Türkiye'nin entegre paslanmaz çelik üretimine hazır olduğunu ifade eden Yılmaz, şöyle devam etti:
"Bugün yassı paslanmaz çelik tüketimimiz 700–750 bin ton seviyesinde. En kötü piyasa koşullarında bile 500 bin ton soğuk hadde, 100 bin ton sıcak üretim kapasitesine sahibiz. Üstelik yıllık yaklaşık 200 bin ton paslanmaz hurda topluyoruz; bunun 160–170 bin tonunu işlemeden ihraç etmek zorunda kalıyoruz. Bu hurdayı ülke içinde değerlendirmek, tek başına yılda 200 milyon doların üzerinde katma değerin Türkiye'de kalması demek. Ayrıca dünyadaki en büyük krom rezervlerinden birine sahibiz ve içeride ferro-krom üretimimiz mevcut. Tüm bu kaynaklar, entegre bir üretim için bize eşsiz bir avantaj sağlıyor. Entegre bir yatırım; çelik ihracatımızın ton başına fiyatını yükseltir, beyaz eşya, mutfak, boru, tank, kalıp çeliği gibi alt sanayileri derinleştirir ve ülkeyi dış şoklara karşı dayanıklı kılar. Paslanmaz çelik, Türkiye için yalnızca bir sanayi konusu değil, aynı zamanda stratejik bağımsızlık meselesidir ve bizim kaynaklarımız, konumumuz ve sektörel bilgi birikimimiz bu atılım için yeterlidir."

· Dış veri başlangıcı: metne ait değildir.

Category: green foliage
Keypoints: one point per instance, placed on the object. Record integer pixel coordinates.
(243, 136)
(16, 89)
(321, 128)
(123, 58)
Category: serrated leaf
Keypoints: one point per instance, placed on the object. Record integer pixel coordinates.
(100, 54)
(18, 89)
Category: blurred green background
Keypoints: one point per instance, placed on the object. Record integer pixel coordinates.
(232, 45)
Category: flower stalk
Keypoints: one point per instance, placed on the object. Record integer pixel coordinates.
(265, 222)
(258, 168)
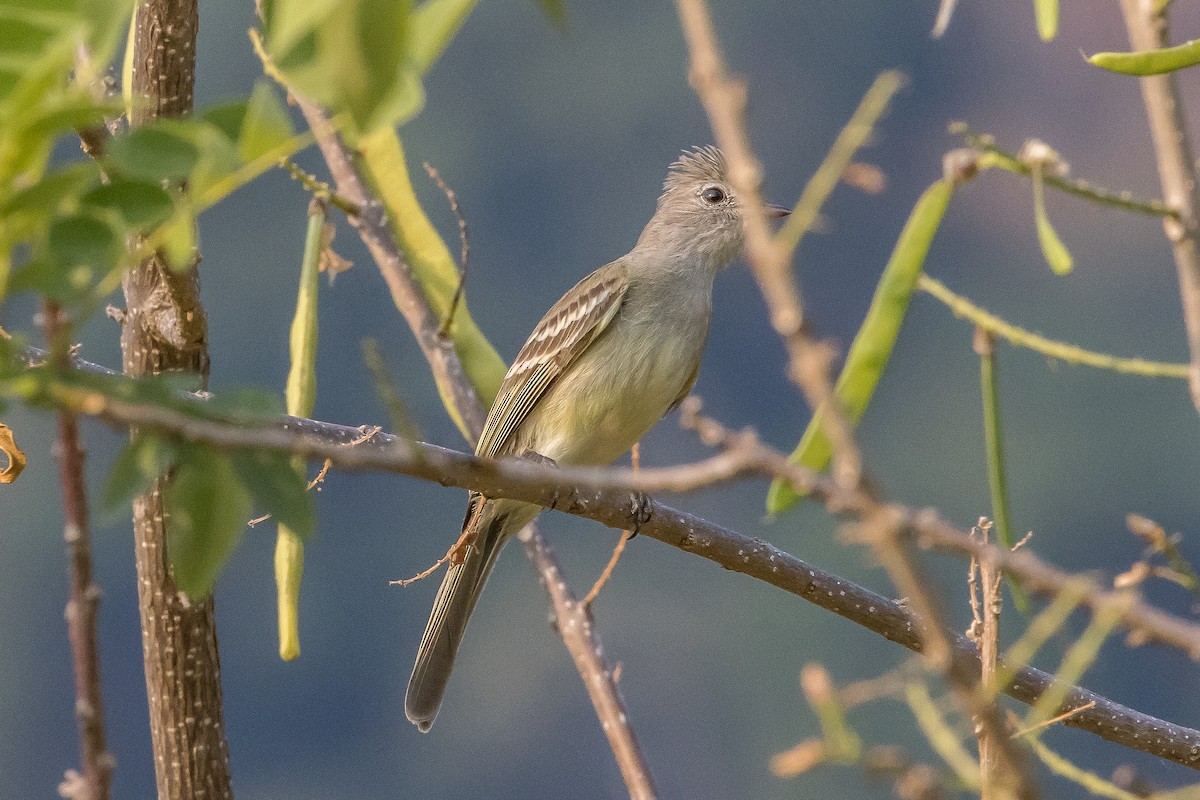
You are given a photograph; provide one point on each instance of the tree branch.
(165, 328)
(613, 495)
(1147, 30)
(579, 635)
(94, 780)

Panelde konuşan PASİD Yönetim Kurulu Üyesi Semih Emekli, paslanmaz çeliğin tarihçesini aktarırken, tarihsel gelişimine ve sektördeki teknik algılara değindi. Paslanmaz çeliğin sanayileşmenin ihtiyaçlarıyla ortaya çıkmış bir buluş olduğunu kaydeden Emekli, "19. yüzyıldan itibaren yapılan deneyler, bugün kullandığımız çeliklerin temelini attı. 1913'te İngiltere'de gerçekleştirilen ilk başarılı uygulamanın ardından paslanmaz çelik, önce mutfak eşyalarında, ardından kimya ve inşaat sektöründe hızla yaygınlaştı. Bugün geldiğimiz noktada paslanmaz çelik, dayanıklılığı ve uzun ömürlülüğüyle vazgeçilmez bir malzeme haline geldi." dedi.
Paslanmaz çeliğin ana gruplarını detaylandıran PASİD Genel Sekreteri Hanife Çınar da özellikle Türkiye'de östenitik serinin yaygınlığını vurguladı ve bu serinin alaşımları ve özellikleri ile ilgili ayrıntılı bilgiler verdi.